Experts agree that perspective homebuyers should get pre-approval from a lender, clearly define a budget, find a realtor who thoroughly understands your wants and needs, then be prepared to move quickly!


Buying vs. Renting: 2015

The Zillow Housing Confidence Index (ZHCI) is reporting that more than 12 percent of current renters in the United States – which equals approximately 5.2 million – say that are planning to buy a house in the next year. This is a nearly one million more than last year who hoped to buy.

Nearly 60 percent of those surveyed stated that owning a home is a reasonable – and possible – long-term investment.

Analysts say that historically low mortgage interest rates and home values still below peak level along with high rental rates are behind this attitude. In fact, some experts argue that the lack of affordable rentals – 300,000 to 400,000 new units are needed every year just to keep up demand – are the prime motivating factor to owning a home.


Millennials Want More Space

It’s long been reported that “Millennials” (or Generation Y) prefer city living, with it’s requisite smaller space, to residing in suburbia, long held to be the American Dream. Not so fast, says a recent report by The Wall Street Journal, which cites a survey of over 1,500 people born after 1977 which finds that 2/3 of all respondents want to live in the suburbs. Surprisingly, 24 percent report that they prefer rural areas while on 10 percent desire a city center.

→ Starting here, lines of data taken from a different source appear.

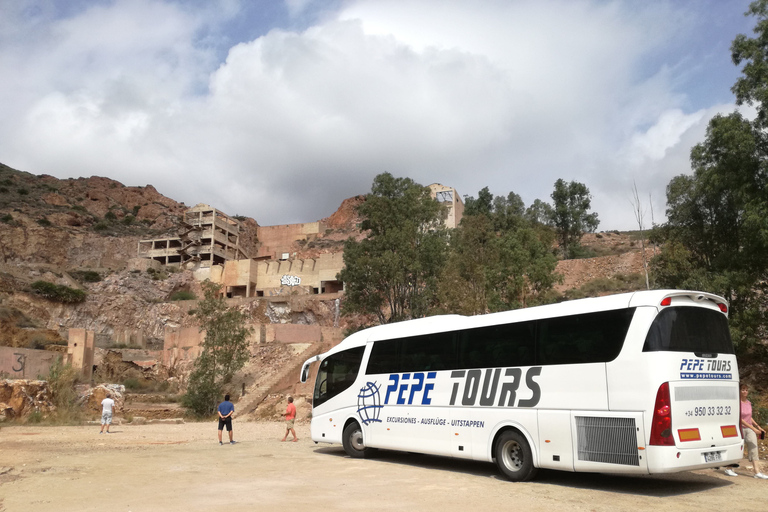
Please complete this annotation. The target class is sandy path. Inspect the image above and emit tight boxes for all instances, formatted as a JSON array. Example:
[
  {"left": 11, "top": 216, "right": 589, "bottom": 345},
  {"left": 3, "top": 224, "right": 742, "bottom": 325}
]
[{"left": 0, "top": 421, "right": 768, "bottom": 512}]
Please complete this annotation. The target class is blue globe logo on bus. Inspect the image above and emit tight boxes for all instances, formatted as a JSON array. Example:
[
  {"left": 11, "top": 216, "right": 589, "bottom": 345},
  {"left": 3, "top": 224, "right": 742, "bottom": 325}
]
[{"left": 357, "top": 382, "right": 383, "bottom": 425}]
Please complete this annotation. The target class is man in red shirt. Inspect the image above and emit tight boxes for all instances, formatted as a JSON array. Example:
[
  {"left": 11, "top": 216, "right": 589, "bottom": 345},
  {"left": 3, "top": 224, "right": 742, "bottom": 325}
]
[{"left": 281, "top": 396, "right": 299, "bottom": 442}]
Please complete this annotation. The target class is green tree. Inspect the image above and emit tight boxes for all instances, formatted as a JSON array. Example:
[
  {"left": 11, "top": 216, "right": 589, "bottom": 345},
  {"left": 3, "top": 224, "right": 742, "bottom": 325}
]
[
  {"left": 551, "top": 179, "right": 600, "bottom": 259},
  {"left": 338, "top": 173, "right": 447, "bottom": 324},
  {"left": 183, "top": 281, "right": 253, "bottom": 416},
  {"left": 731, "top": 0, "right": 768, "bottom": 128},
  {"left": 525, "top": 199, "right": 554, "bottom": 226},
  {"left": 653, "top": 112, "right": 768, "bottom": 353}
]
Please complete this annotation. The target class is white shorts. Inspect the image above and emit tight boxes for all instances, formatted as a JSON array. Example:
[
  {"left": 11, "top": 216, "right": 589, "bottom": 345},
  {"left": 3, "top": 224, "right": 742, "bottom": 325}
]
[{"left": 744, "top": 428, "right": 759, "bottom": 462}]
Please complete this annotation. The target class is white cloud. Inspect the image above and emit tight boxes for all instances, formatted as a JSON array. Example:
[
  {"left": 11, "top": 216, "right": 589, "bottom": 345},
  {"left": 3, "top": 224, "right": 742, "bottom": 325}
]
[{"left": 0, "top": 0, "right": 752, "bottom": 229}]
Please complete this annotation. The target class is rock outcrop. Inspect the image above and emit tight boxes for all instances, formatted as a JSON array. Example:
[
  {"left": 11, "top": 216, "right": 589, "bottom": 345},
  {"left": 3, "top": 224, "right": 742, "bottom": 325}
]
[{"left": 0, "top": 379, "right": 56, "bottom": 421}]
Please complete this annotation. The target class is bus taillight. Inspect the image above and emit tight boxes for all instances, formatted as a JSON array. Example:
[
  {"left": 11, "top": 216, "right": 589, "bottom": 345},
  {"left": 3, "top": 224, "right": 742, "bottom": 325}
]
[{"left": 650, "top": 382, "right": 675, "bottom": 446}]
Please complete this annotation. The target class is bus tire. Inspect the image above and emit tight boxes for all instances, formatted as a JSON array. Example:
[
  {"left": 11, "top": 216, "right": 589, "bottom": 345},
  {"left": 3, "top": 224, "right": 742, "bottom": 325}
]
[
  {"left": 493, "top": 430, "right": 538, "bottom": 482},
  {"left": 341, "top": 421, "right": 371, "bottom": 459}
]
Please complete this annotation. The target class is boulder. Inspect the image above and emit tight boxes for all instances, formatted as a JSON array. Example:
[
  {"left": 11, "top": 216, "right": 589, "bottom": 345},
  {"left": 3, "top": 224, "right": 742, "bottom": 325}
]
[{"left": 0, "top": 379, "right": 56, "bottom": 421}]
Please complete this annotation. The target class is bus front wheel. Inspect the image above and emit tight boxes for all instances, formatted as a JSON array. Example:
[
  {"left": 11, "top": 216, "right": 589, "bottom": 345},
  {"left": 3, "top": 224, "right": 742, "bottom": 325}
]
[
  {"left": 341, "top": 422, "right": 371, "bottom": 459},
  {"left": 494, "top": 430, "right": 537, "bottom": 482}
]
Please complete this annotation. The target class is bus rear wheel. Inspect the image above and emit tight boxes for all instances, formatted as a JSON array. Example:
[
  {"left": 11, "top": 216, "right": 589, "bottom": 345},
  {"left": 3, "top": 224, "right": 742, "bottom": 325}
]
[
  {"left": 341, "top": 422, "right": 371, "bottom": 459},
  {"left": 494, "top": 430, "right": 538, "bottom": 482}
]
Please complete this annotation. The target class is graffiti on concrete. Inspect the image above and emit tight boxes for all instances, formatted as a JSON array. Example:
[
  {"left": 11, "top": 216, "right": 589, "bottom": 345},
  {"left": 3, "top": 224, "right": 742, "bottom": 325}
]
[
  {"left": 280, "top": 274, "right": 301, "bottom": 286},
  {"left": 11, "top": 352, "right": 27, "bottom": 372}
]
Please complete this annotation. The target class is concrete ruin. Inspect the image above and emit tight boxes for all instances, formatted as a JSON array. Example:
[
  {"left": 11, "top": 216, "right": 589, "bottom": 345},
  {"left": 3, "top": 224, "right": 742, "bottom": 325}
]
[
  {"left": 133, "top": 183, "right": 464, "bottom": 298},
  {"left": 138, "top": 203, "right": 248, "bottom": 270},
  {"left": 67, "top": 328, "right": 94, "bottom": 382},
  {"left": 429, "top": 183, "right": 464, "bottom": 229}
]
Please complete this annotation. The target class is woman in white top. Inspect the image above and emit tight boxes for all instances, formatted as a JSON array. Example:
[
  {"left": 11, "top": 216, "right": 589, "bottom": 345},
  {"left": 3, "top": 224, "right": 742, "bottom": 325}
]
[{"left": 741, "top": 384, "right": 768, "bottom": 480}]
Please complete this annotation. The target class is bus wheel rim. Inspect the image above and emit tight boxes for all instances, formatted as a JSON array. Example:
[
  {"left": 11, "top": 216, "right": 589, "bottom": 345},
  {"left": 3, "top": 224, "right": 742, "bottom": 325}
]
[
  {"left": 501, "top": 441, "right": 523, "bottom": 471},
  {"left": 349, "top": 430, "right": 365, "bottom": 451}
]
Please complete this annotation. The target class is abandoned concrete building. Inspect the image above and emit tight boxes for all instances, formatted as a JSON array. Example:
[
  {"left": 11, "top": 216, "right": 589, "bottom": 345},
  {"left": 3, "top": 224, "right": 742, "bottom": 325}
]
[
  {"left": 139, "top": 203, "right": 248, "bottom": 268},
  {"left": 138, "top": 183, "right": 464, "bottom": 297},
  {"left": 429, "top": 183, "right": 464, "bottom": 229}
]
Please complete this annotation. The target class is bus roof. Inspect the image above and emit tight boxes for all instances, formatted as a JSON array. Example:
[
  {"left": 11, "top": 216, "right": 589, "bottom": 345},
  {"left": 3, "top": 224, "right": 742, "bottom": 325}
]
[{"left": 321, "top": 290, "right": 726, "bottom": 357}]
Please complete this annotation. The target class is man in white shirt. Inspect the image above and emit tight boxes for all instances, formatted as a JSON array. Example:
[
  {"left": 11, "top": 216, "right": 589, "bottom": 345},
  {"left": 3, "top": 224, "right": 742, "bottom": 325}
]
[{"left": 99, "top": 393, "right": 115, "bottom": 434}]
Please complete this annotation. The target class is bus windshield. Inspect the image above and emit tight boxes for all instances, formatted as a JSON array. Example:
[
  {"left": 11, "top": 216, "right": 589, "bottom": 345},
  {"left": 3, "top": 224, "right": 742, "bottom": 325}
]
[
  {"left": 643, "top": 306, "right": 734, "bottom": 354},
  {"left": 312, "top": 347, "right": 365, "bottom": 407}
]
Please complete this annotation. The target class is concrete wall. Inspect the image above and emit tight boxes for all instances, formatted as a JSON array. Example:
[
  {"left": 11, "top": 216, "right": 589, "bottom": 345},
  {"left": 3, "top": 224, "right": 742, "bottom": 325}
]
[
  {"left": 256, "top": 253, "right": 344, "bottom": 295},
  {"left": 264, "top": 324, "right": 322, "bottom": 343},
  {"left": 0, "top": 347, "right": 63, "bottom": 379},
  {"left": 67, "top": 328, "right": 94, "bottom": 381},
  {"left": 163, "top": 326, "right": 205, "bottom": 368},
  {"left": 256, "top": 222, "right": 325, "bottom": 259}
]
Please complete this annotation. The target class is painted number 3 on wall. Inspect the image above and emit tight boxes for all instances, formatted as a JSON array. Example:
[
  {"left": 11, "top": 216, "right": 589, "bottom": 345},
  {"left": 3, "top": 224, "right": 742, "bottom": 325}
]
[{"left": 11, "top": 352, "right": 27, "bottom": 372}]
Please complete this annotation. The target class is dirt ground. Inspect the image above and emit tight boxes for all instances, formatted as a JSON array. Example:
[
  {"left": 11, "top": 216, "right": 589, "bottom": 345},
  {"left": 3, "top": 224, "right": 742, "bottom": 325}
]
[{"left": 0, "top": 421, "right": 768, "bottom": 512}]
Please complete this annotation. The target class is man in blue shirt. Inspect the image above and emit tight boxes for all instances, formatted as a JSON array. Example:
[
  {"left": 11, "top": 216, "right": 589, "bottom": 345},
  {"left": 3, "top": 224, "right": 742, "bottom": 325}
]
[{"left": 218, "top": 395, "right": 235, "bottom": 444}]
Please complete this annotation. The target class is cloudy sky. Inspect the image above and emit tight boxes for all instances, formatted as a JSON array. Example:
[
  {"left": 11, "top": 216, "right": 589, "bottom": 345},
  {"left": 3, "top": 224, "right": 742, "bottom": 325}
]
[{"left": 0, "top": 0, "right": 754, "bottom": 230}]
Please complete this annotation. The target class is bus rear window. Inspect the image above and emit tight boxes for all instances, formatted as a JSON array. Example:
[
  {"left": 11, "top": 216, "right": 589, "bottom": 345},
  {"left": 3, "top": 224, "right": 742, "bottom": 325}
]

The most common reason for suburbia is the desire for more space with a whopping 81 percent wishing for three or more bedrooms.

All of this suggests that, in the foreseeable future, the demand will be for single-family homes over city condos, just as it has been for the last 60 years.


Bay Area Rental Rates Cooling?

According to a recent report by RealFacts, a real estate market research firm, Bay Area apartment rentals rose only slightly during the past quarter with Santa Clara, San Mateo, and San Francisco counties even dropping slightly.

Rents at large apartment complexes in the Bay Area averaged $2,238 in the last quarter of 2014, an increase of only $4 from the previous quarter but up 11.3 percent from the previous year. Rents in Contra Costa County were the cheapest in the nine counties, averaging $1,676 while San Francisco remains the most expensive at $3,392.

Experts disagree on the long-term rental trend. Some see it as finally flattening out while others point to the continued increase in income in the Bay Area along with a short supply of units, both of which are elements conducive to continuing rental increases.